Graphical Abstract
Ohmura, A., 2014: The development and the present status of energy balance climatology. J. Meteor. Soc. Japan, 92, 245-285.
https://doi.org/10.2151/jmsj.2014-401
Highlights:
- The development of the energy balance climatology is traced back to the origin of this branch of science in thermodynamics and radiation of the 19th century.
- The paper follows development with respect to theory, observational capability and computational skill.
- The most frequent problem hampering progress in this field has been the failure to utilize the observed fluxes. This problem continues to present, as for example witnessed in varying interpretations of the global mean energy balance even in the recent literatures.
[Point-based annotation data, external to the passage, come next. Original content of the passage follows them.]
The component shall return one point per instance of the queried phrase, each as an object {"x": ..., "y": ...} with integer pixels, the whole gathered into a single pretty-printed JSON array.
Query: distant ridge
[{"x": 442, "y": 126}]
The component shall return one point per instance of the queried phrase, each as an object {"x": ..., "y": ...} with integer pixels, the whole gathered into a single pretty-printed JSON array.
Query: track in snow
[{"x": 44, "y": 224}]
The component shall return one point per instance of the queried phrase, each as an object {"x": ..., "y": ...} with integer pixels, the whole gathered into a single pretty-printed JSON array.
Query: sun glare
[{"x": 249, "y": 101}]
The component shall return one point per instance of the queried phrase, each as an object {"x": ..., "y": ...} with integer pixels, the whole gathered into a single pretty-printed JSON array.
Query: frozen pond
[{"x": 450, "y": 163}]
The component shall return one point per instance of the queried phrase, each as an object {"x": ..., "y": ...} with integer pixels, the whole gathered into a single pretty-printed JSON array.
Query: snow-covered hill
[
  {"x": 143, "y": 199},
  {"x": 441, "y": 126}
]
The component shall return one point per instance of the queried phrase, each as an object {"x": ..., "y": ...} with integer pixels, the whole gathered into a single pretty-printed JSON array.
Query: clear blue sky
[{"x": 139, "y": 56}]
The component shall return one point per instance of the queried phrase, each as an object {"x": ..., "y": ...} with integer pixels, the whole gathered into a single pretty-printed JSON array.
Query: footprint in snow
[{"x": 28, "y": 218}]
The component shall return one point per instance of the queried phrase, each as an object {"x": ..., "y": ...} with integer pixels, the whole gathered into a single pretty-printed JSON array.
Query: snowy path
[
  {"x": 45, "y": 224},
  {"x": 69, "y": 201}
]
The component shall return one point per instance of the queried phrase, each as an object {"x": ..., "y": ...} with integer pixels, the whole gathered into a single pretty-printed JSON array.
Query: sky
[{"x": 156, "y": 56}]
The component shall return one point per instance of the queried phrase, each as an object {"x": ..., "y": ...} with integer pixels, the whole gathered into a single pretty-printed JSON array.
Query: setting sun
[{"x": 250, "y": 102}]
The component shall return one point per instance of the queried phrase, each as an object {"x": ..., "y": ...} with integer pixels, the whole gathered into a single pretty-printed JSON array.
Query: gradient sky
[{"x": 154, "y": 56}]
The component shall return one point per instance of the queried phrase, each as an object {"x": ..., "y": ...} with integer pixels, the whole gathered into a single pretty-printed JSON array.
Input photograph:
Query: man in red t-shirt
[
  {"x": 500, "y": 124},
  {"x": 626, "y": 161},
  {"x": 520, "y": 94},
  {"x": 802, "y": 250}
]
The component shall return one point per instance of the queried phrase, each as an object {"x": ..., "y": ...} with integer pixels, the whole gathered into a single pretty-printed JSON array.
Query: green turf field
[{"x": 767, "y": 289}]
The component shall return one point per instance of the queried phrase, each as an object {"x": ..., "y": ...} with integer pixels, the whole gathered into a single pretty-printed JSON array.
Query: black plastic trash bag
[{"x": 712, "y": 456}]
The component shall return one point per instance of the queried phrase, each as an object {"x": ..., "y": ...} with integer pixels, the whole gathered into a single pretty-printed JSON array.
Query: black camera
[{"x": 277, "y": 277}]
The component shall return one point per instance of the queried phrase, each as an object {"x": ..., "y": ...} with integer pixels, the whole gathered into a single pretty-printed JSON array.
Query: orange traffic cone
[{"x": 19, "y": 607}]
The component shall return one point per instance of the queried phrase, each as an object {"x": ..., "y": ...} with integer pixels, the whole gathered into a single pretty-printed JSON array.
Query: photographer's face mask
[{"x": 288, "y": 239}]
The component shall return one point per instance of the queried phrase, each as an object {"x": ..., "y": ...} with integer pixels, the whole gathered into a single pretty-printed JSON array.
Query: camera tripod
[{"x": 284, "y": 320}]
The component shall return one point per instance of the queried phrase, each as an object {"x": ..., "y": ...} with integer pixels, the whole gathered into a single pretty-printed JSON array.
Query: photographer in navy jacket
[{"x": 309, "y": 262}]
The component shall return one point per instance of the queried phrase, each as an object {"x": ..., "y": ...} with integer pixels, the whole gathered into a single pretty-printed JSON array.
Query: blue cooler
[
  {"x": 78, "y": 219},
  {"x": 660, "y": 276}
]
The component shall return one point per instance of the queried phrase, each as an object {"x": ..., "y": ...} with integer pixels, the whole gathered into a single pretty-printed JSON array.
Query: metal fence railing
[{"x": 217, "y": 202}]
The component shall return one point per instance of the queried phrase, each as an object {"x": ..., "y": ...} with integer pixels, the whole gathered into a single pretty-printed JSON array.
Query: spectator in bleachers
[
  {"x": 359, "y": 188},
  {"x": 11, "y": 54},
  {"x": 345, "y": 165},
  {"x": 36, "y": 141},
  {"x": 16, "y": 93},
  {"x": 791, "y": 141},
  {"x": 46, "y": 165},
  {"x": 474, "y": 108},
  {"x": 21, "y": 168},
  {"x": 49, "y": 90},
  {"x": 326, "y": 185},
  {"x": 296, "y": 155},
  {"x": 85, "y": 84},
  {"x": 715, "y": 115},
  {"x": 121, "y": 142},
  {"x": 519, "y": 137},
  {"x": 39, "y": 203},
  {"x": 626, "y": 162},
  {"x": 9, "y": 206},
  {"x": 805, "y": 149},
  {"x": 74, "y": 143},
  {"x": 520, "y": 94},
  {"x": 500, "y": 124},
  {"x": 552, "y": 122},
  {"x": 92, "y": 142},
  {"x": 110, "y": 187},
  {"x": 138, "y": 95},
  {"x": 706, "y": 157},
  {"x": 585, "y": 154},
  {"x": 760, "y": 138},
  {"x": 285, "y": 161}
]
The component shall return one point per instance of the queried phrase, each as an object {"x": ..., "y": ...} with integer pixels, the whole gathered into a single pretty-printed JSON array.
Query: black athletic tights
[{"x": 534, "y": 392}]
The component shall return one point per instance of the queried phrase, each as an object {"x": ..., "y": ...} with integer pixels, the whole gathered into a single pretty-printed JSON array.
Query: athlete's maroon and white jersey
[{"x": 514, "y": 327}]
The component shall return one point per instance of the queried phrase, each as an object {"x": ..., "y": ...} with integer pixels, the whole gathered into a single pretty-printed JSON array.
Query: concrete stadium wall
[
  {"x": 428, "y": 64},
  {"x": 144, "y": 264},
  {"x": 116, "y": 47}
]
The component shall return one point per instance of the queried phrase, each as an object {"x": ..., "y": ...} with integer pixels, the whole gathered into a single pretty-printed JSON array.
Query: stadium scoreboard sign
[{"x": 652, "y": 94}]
- A persistent problem is the underestimation of absorbance due to water vapour, both in the solar and terrestrial wavelength ranges, which results in an overestimation of the solar irradiance and an underestimation of the terrestrial atmospheric irradiance at the earth’s surface.
- For example, the estimate of the global mean terrestrial incoming irradiance at the earth’s surface is close to 350 W m-2, and increasing at a rate of 2.5 W m-2/decade as a result of the increasing greenhouse gas concentration in the atmosphere.
- In a decadal time scale the surface fluxes can change in an order of 5 W m-2. These and the resulting problems need to be solved in the future.